Hospitals at 15 locations in southeast Texas, including several Greater Houston-area CHI St. Luke's Health hospitals, could go out of network for Blue Cross Blue Shield of Texas insurance if an agreement is not reached by Dec. 16, officials with the companies said.

Following a termination notice in June, medical group CommonSpirit Health, the parent company for CHI St. Luke's Health, and Blue Cross Blue Shield of Texas are attempting to negotiate potentially higher rates before a potential severance of services Dec. 16.

CommonSpirit Health has 15 locations around Texas, including CHI St. Luke's Health-The Woodlands Hospital and CHI St. Luke's Health-The Vintage. If negotiations fail, the hospitals will become out of network for some patients, officials said.

James Campbell, Blue Cross Blue Shield of Texas senior manager of communications, said the original contract that is being negotiated was supposed to last until December 2021.

"Basically, what they are asking for essentially is for their rates to be doubled," Campbell said. "We are saying in this environment where you have a pandemic ... hospitalizations are spiking up again in Houston, and then we get to take our attention away from dealing with our members and getting them access to care .... we have to divert our attention to negotiating a contract that was already in place."

Campbell noted the cost of health care in the Houston area is already around 10% higher than the national average.

"Open enrollment is right around the corner; it opens Nov. 1," Campbell said. "We needed to inform our members that there is a possibility that if you go to CHI St. Luke's Hospital, they may very well be out of network in December."

Jim Parisi, the president of CHI St. Luke's Health-The Woodlands Hospital, said the rate increases are to better reimburse the hospital for the services it provides.

"The most important thing here is that we care about our patients and their families." Parisi said. "At the same time, we provide a very high-quality service, and we have excellent nurses and physicians. We deserve to be reimbursed at a rate that is fair and reasonable."

Vanessa Astros Young, the director of external communications with St. Luke's Health, added the pandemic has had a financial impact.
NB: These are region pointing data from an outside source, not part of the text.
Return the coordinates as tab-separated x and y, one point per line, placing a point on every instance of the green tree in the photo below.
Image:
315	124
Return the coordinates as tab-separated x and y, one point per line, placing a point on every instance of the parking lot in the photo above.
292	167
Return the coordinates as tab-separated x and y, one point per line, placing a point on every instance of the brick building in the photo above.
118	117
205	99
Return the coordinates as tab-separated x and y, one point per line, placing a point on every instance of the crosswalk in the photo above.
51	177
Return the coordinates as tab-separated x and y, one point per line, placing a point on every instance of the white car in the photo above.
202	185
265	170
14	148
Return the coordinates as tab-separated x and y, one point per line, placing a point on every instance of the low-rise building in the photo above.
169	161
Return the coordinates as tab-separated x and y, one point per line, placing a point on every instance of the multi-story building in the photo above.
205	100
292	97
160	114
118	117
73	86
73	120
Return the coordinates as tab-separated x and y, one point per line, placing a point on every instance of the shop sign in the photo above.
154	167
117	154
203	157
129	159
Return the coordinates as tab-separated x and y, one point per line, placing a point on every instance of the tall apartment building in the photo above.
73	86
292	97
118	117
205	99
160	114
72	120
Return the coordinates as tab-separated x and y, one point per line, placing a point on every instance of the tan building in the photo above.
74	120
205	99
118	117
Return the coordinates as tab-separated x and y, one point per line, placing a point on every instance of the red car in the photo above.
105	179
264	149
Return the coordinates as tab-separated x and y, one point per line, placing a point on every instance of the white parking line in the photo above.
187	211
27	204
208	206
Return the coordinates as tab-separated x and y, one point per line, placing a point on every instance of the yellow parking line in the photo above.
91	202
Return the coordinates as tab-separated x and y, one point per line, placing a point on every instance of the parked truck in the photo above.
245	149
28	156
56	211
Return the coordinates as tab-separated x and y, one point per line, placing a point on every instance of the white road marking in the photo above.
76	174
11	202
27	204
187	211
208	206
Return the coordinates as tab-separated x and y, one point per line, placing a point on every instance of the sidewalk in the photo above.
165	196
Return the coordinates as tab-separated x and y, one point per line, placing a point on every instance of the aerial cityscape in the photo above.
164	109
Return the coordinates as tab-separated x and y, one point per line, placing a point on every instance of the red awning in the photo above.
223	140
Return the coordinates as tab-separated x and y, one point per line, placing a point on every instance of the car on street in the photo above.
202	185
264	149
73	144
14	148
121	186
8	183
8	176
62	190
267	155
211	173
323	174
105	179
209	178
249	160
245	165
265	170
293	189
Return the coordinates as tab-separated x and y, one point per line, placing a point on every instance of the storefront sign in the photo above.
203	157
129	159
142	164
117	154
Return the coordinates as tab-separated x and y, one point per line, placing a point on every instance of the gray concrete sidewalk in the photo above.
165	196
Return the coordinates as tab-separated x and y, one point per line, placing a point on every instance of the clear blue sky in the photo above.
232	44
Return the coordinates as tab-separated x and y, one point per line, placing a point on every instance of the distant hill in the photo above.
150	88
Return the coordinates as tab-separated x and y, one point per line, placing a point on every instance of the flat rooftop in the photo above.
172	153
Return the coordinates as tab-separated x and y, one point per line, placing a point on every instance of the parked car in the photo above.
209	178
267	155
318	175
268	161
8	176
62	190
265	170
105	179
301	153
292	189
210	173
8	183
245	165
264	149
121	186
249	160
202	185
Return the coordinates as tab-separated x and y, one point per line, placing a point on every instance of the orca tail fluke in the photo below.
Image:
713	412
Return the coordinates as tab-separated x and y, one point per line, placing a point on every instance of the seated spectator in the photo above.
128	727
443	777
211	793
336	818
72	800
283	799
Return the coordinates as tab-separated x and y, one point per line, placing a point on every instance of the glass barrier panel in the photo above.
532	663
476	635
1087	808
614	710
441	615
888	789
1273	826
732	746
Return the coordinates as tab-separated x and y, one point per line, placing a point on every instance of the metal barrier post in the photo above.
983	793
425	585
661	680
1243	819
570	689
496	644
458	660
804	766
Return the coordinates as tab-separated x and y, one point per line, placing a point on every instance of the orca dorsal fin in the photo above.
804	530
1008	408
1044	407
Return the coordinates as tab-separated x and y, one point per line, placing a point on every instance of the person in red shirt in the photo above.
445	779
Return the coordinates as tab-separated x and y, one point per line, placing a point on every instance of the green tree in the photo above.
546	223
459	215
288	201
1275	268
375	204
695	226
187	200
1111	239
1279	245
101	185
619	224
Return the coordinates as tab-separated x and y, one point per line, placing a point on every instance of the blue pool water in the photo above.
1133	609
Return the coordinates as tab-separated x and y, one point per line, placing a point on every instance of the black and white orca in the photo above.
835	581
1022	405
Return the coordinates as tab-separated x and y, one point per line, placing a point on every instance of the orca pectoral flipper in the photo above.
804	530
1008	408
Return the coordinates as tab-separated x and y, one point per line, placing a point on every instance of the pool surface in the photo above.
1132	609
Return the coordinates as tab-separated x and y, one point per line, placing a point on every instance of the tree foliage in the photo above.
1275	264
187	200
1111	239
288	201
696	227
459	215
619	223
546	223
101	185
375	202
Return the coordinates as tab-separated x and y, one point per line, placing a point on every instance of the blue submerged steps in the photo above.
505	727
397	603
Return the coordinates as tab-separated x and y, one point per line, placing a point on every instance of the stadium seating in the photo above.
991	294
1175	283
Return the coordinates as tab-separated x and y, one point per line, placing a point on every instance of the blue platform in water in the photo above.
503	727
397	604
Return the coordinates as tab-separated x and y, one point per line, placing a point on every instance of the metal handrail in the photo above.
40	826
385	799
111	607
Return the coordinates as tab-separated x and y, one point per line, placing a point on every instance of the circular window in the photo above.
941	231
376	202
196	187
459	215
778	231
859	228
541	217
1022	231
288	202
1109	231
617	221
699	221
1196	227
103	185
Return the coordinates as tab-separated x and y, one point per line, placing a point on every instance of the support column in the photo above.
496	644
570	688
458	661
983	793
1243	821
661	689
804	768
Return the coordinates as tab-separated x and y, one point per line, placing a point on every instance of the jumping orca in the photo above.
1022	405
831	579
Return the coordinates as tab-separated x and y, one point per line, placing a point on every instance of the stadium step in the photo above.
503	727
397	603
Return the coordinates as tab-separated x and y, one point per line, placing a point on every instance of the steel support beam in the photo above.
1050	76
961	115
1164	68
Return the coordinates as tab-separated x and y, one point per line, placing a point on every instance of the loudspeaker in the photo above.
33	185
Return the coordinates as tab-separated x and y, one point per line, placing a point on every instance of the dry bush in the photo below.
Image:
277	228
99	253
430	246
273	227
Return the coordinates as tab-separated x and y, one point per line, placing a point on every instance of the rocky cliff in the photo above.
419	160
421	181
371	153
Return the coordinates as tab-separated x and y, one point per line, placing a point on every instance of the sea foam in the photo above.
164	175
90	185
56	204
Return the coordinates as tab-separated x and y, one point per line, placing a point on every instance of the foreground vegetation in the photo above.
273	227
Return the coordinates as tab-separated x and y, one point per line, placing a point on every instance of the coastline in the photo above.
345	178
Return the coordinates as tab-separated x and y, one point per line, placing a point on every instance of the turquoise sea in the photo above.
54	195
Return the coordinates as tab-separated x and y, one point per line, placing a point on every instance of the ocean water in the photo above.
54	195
"In addition to experiencing overall declines in volumes and revenue driven by decreases in elective procedures and outpatient visits during the pandemic, we have also made significant investments in the areas of training, infection prevention protocols and personal protective equipment to keep patients and staff safe during this uncertain time," Astros Young said.

Astros Young added while the pandemic has exacerbated the hospital's financial situation, the negotiations began prior to the pandemic beginning.

Parisi said the hospital will do everything it can to stay in network and continue to provide care for patients.

Should the negotiations fail, Campbell said the hospitals would become out of network for around 40,000 Houston-area Blue Cross Blue Shield members. Across the state, it would impact around 65,000 members, he said.

However, both entities expressed confidence they will come to an agreement prior to the Dec. 16 deadline.

Seth Chandler, a law foundation professor at the University of Houston and an insurance law specialist, said it is becoming more common for brinksmanship to occur with contract negotiations, though he is not aware of either hospitals or insurers exploiting premature termination as a way to drive a harder bargain.

"We've seen it in Houston with Cigna and Memorial Hermann, Blue Cross and CHI St. Lukes and other instances," Chandler said. "It has been happening in Florida, Georgia and elsewhere too. The problem with brinksmanship is that in order to be most effective, every once in a while you have to go over the brink. The victims when that happens are mostly patients needing health care, a particularly tough consequence in the year 2020."

Chandler added it becomes a lose-lose situation if a major hospital breaks with a major insurer.

"It means that a lot of insured persons are now going to have to scramble to find alternative hospitals, which is at best inconvenient and at worst medically harmful," Chandler said. "For hospitals, it means a major source of revenue disappears, further straining on finances already challenged by COVID-19. Perhaps a few patients will be able to pay out-of-network rates for the hospital, but many will find this very challenging."